A partir de la saison 2026-2027, le TMO devient maître des angles
Lors du stage de pré-saison des arbitres à Loudenvielle, dans les Hautes-Pyrénées, en cette fin juillet, l’accent a été mis sur un élément central qui devrait bouleverser la saison 2026-2027 : l’arbitrage vidéo qui va entrer dans une nouvelle ère, plus lisible et surtout plus réactive.
Le changement est simple à comprendre, mais ses effets peuvent être profonds sur le rythme des matchs et la perception des décisions.

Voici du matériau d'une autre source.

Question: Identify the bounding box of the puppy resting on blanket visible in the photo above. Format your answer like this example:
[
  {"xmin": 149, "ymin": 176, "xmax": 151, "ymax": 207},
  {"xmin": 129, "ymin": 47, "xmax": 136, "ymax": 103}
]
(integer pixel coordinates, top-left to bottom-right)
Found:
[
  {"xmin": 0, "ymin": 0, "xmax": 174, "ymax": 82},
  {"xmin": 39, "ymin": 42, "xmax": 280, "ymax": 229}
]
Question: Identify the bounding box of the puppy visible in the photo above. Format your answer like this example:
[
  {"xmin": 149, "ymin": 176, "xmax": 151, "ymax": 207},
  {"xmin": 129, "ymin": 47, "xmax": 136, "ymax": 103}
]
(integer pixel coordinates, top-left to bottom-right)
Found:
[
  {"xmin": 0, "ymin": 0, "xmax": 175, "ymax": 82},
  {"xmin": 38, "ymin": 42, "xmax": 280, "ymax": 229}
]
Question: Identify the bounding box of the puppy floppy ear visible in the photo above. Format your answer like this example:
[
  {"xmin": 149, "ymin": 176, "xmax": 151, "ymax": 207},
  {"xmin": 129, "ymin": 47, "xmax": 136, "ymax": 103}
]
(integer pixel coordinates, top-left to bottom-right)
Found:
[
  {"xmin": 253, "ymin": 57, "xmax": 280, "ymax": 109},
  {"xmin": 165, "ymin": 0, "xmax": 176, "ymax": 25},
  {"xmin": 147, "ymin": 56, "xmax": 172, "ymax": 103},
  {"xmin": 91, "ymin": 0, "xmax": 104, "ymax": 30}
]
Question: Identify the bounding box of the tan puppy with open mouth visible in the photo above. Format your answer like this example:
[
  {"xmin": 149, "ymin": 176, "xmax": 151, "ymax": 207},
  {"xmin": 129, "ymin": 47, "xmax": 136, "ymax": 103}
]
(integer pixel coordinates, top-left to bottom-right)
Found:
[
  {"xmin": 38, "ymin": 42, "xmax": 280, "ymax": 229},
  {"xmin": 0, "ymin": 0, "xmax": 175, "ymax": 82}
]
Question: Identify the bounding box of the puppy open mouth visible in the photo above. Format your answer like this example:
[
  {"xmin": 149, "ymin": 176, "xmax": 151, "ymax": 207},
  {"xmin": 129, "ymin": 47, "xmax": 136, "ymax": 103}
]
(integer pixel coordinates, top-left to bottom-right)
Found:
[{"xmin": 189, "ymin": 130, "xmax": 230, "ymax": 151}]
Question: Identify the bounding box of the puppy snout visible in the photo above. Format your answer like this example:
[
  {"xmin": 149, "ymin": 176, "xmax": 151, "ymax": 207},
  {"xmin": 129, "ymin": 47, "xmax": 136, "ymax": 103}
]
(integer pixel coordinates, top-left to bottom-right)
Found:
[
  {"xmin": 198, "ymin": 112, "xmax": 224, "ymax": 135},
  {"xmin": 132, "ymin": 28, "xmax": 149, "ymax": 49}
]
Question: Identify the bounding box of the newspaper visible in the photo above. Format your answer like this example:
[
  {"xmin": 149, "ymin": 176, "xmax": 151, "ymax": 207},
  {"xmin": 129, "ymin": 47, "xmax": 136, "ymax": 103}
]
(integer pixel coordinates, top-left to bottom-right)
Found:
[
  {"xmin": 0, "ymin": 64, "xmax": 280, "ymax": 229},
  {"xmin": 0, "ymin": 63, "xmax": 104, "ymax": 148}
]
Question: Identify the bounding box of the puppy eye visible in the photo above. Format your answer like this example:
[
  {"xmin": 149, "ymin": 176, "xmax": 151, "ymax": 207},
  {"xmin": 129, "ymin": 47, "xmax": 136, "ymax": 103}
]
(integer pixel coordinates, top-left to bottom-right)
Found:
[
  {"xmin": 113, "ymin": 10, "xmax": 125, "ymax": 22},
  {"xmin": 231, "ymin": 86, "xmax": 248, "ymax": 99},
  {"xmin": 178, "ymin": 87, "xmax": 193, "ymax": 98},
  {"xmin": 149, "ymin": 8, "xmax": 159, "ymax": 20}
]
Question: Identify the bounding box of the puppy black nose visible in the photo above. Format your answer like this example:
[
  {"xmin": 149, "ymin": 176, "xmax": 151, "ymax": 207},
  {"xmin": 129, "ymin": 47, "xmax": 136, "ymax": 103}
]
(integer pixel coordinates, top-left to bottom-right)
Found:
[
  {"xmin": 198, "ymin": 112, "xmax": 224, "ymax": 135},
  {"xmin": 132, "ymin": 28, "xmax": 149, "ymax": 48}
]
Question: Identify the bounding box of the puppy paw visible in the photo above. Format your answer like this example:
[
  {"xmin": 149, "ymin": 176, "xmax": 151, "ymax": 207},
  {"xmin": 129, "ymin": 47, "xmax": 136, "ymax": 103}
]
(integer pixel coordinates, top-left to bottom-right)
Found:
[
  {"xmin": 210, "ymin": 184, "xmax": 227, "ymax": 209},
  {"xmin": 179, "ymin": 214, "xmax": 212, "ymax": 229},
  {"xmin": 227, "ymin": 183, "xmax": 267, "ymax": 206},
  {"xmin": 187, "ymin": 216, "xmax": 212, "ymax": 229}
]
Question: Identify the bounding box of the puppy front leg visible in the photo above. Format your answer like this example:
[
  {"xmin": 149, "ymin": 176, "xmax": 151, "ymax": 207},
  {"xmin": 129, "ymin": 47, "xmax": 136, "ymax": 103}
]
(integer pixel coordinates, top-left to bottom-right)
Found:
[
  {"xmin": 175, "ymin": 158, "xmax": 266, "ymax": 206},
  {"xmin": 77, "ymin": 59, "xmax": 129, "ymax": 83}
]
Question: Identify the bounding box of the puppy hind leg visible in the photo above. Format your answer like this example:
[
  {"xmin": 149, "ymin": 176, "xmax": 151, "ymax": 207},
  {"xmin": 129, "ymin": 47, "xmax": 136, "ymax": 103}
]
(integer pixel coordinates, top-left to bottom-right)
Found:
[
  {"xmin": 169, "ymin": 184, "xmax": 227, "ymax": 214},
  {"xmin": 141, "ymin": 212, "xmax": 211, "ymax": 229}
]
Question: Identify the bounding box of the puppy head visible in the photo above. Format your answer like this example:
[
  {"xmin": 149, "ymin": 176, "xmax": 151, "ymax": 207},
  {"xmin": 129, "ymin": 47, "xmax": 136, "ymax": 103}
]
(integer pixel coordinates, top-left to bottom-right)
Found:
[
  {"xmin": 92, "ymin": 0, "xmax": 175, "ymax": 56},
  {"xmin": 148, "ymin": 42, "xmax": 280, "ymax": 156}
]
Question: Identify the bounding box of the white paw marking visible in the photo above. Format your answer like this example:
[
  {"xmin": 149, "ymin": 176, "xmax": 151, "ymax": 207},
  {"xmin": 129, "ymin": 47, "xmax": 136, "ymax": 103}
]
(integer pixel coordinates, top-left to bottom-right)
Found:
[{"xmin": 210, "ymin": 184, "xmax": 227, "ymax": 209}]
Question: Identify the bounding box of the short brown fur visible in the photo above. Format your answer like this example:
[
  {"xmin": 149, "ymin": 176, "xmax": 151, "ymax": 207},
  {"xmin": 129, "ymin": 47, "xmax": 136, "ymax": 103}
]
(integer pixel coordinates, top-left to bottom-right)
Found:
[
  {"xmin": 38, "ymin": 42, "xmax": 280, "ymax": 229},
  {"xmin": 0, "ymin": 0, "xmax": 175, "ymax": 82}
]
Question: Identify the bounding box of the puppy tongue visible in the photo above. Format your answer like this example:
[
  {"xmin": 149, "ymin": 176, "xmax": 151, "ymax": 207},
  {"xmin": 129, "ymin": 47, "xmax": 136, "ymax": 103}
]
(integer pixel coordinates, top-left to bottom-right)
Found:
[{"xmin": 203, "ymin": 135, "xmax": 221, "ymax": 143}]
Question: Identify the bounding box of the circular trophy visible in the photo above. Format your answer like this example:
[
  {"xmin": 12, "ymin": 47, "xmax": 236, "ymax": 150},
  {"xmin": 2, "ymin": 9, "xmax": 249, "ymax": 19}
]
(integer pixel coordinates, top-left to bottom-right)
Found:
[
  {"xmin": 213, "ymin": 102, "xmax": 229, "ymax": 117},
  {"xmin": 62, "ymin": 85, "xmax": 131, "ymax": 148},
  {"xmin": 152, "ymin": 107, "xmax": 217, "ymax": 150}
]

Pourquoi le système actuel prenait trop de temps
Jusqu’ici, le TMO dépendait entièrement du diffuseur (en l’occurrence Canal + pour le Top 14 et la Pro D2, par exemple). L’arbitre vidéo regardait le match en direct, ainsi qu’un autre flux en léger différé de dix secondes, mais sans accès direct aux ralentis ni au choix des angles. Pour vérifier une action, il devait donc demander à la régie, attendre qu’un ralenti lui soit proposé, puis composer avec les images fournies. Ce fonctionnement rallongeait les délais et limitait sa marge d’analyse.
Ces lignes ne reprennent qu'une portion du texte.